This week's technology round-up is a doozy. You've been warned.
- First, a video on third party tracking. It's pretty cool and involves zombies. Watch it if you have 45 min.
- Sprint and HTC are running a spyware program called Carrier IQ, which sends loads of user information back to the companies, presumably to sell to other firms for marketing purposes. The captured data, sold to who-knows-who (including possibly law enforcement), "include your location, when you open an app and what app you open, what media you play and when you play it, when you receive an SMS, when you receive a call, when your screen turns off or on, and what keys you press in your phone dialer."

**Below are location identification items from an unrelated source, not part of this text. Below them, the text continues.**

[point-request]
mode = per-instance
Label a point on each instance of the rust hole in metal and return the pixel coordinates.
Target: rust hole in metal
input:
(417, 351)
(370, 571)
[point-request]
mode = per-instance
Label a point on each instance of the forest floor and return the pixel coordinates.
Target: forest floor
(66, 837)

- As we've suspected for a long time, DHS' biometrics anti-immigrant program S-Comm has been facing push back from state governments. It has even caused a rift between the FBI and ICE; the former complaining that they do not want to get in the middle of a fight between states and immigration enforcement. Unfortunately, however, the FBI is squarely in the middle of the debate, most centrally because the technology requires that the FBI serve as a middleman for the fingerprint data. (The images below are from SComm FOIA files requested by a group of civil liberties and immigration rights organizations led by the Center for Constitutional Rights. Click on the images to see larger versions.)

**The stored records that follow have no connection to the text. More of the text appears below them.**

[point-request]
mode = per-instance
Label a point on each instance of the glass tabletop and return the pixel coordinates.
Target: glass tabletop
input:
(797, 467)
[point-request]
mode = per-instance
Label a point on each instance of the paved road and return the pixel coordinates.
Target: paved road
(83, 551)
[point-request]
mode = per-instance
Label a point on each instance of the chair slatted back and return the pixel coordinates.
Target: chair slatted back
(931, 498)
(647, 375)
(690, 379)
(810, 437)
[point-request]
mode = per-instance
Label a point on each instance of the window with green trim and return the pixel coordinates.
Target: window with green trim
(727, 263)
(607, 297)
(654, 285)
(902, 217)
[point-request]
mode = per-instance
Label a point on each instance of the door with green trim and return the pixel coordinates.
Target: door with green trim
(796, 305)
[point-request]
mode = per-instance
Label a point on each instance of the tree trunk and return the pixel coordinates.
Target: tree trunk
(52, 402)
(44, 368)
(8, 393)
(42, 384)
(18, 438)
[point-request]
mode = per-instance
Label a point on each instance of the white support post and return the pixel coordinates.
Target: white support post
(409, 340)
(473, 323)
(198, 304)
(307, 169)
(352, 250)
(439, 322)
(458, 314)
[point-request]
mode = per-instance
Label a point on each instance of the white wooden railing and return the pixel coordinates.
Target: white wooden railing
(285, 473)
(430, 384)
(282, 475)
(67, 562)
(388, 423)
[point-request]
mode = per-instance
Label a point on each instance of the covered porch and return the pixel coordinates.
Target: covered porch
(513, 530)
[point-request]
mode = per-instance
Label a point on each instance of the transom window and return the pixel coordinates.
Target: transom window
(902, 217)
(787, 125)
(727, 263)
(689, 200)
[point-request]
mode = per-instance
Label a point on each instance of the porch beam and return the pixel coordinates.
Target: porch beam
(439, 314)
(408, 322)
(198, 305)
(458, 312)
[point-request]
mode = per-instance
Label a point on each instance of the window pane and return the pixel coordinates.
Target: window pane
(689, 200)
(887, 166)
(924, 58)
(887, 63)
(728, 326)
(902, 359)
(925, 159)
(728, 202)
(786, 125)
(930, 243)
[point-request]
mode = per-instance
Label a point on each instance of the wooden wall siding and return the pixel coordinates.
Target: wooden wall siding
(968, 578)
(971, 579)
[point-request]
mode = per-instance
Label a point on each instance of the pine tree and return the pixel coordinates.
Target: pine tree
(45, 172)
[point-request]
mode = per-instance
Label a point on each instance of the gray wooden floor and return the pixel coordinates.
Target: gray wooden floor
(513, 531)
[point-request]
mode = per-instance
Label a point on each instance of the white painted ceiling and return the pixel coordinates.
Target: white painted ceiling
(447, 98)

- PBS' "Media Shift" and WITNESS video have produced a really interesting document about the problems everyday new media makers should consider when they press 'record'. In a world full of CCTV cameras, the authors ask about the ethics of video recording from the ground-up, and propose that we ought to have some basic groundrules regarding protecting anonymity and privacy in the digital age.
- Reports from Twitter today suggest that the NYPD is again deploying the LRAD sound weapon, which emits a piercing sound capable of causing permanent hearing loss and internal organ damage. The LRAD was initially developed for the US Navy, for use against pirates and enemy ships. The LRAD in use today is a handheld device. Photos below courtesy of Twitter user @jopauca:
- In world surveillance news, we've got reports that Iran — like Syria and other regimes in the Middle East and Central Asia — is using Western surveillance equipment to repress democracy activists. And Brazil is catching fusion center fever; in advance of the 2014 World Cup and the upcoming Olympics, Rio has created an incredibly expensive system of surveillance, centered in a futuristic control room replete with 80 HD screens showing live feeds from thousands of cameras. Mexico City has also opened a fusion center. And in London, the Metropolitan police has purchased a fleet of spy planes capable of surveilling and disrupting mobile communications.
- Meanwhile, Houston area police are getting ready to deploy drones that have weapons capabilities.
- The NYTimes has a piece from last week describing commercial applications for face recognition technology. According to the Times, bars in some cities are now using face recognition paired with social media to alert customers considering dropping in about who is in the bar (translation: how many women are in the bar at any given moment).
- Personal car spying. Good times:
- The Massachusetts-based war industry giant Raytheon has secured yet another big contract with DHS, this time to streamline ICE's communications and information sharing platforms. Could this have something to do with SComm roll-out nationwide? Raytheon was also contracted to build the backbone for the fusion center here in Massachusetts, the Commonwealth Fusion Center, in Maynard.